[HN Gopher] The No-Order File System (2012)
___________________________________________________________________
The No-Order File System (2012)
Author : harporoeder
Score : 96 points
Date : 2021-01-25 07:42 UTC (1 days ago)
(HTM) web link (pages.cs.wisc.edu)
(TXT) w3m dump (pages.cs.wisc.edu)
| jzer0cool wrote:
| > Modern file systems use ordering points to maintain consistency
| in the face of system crashes.
|
| Could someone shed more light? In modern or older O/S, what
| exactly happens during the crash?
| tyingq wrote:
| I'd put it in 3 buckets of "not journaled", "metadata only
| journaled", and "data and metadata journaled".
|
| In the "not journaled" bucket, you have to hope something like
| fsck can make sense of the state of the filesystem. Often, the
| filesystem could be so "fscked" that you can't mount/boot.
|
| In the "metadata only journaled" bucket, if you use
| order...meaning writing the data before you write the metadata,
| you will have a consistent filesystem that can be mounted,
| albeit possibly missing some data.
|
| In the last bucket, you're also getting a consistent filesystem
| that can be mounted, but with less data loss. At the cost of
| some performance.
|
| I think they are saying both buckets 2 and 3 are "modern". I
| certainly encountered lots of fsck giving up in the 90's on
| "bucket 1" type filesystems.
| jzer0cool wrote:
| Thanks! Is bucket 1 also related to hard drive won't boot.

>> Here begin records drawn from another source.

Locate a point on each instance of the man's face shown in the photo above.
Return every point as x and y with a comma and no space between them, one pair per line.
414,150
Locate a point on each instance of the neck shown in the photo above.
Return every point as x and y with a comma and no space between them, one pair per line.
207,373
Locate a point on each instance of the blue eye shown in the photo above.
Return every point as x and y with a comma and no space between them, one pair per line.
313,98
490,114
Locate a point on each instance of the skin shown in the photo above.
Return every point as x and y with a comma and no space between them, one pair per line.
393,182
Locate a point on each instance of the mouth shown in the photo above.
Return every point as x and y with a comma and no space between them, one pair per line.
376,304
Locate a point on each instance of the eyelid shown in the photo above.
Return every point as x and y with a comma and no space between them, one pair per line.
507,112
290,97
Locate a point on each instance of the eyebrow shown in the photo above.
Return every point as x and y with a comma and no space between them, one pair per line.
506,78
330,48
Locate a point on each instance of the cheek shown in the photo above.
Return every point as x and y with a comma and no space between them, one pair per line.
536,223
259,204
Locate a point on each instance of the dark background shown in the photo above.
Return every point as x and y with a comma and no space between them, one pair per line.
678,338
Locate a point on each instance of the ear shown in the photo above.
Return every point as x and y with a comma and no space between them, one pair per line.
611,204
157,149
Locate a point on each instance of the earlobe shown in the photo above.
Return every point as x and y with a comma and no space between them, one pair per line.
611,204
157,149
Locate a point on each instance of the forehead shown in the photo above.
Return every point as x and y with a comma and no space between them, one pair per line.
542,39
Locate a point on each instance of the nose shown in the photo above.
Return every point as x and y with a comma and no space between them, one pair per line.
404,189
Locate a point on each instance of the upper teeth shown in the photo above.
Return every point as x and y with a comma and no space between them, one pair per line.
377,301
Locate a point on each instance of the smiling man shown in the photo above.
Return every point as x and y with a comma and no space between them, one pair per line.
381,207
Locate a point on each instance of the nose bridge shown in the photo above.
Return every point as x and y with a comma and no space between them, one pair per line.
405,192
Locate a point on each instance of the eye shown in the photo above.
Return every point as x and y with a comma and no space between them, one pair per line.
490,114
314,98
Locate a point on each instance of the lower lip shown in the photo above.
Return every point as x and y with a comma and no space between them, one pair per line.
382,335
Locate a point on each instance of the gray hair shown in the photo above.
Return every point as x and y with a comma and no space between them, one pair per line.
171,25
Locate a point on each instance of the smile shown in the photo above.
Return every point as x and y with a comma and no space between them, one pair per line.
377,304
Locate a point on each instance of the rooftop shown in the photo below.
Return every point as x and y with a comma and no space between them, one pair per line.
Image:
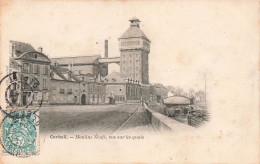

| Eventually be able to recover mbr and proper boot location on
| and to the OS?
| tyingq wrote:
| Yes, "won't boot" meaning the root filesystem isn't
| recoverable, can't fully boot without that. You could have,
| for example, a working /boot, but a dead /. In that case,
| the kernel will boot up and then panic when it can't mount
| root.
|
| A bad mbr is also possible, for reasons unrelated to any
| filesystem. And a journaling filesystem doesn't always help
| with drive errors, etc. I was trying to scope down to
| filesystem issues due to an unorderly shutdown, where the
| disk drive itself is fine.
| ro_bit wrote:
| Title could use a (2012)
| not2b wrote:
| The publications they point to are from 2012 and 2013. Did this
| work ever go anywhere after that?
| alextheparrot wrote:
| Remzi and Andrea [0] have a pretty well regarded OS book used to
| teach the OS course at Wisconsin [1-2]. Hope they're doing well,
| Andrea's course teaching Scratch to 4th and 5th graders at a
| local elementary school was a highlight of my time there.
|
| [0] I would use honorifics, but they are married which makes it a
| bit confusing. [1] Which I never took but was well regarded when
| I was an undergrad
|
| [2] http://pages.cs.wisc.edu/~remzi/OSTEP/
| pmiller2 wrote:
| If you think that's confusing, I had two professors in grad
| school who were married and shared the same last name. She had
| a PhD when I started there, so I called her "Doctor," but he
| didn't, so I called him "Steve." Well, Steve later got his PhD,
| so I was incredibly confused at that point.
|
| We collectively resolved the dilemma by all agreeing to be on a
| first name basis. Now that I've spent significant time in
| industry and have worked with more people with PhDs than were
| in my department in grad school, I've come to realize I was
| being a little bit silly. In my experience, at least once you
| get to the graduate level, anybody who insists on being called
| "doctor" seems a little full of it to me. That said, I still
| think it's appropriate for undergrads to call their professors
| "doctor," when applicable, and I was always careful to do so
| whenever I was in the presence of any undergrads.
| leetcrew wrote:
| I always just called my professors "professor {lastname}".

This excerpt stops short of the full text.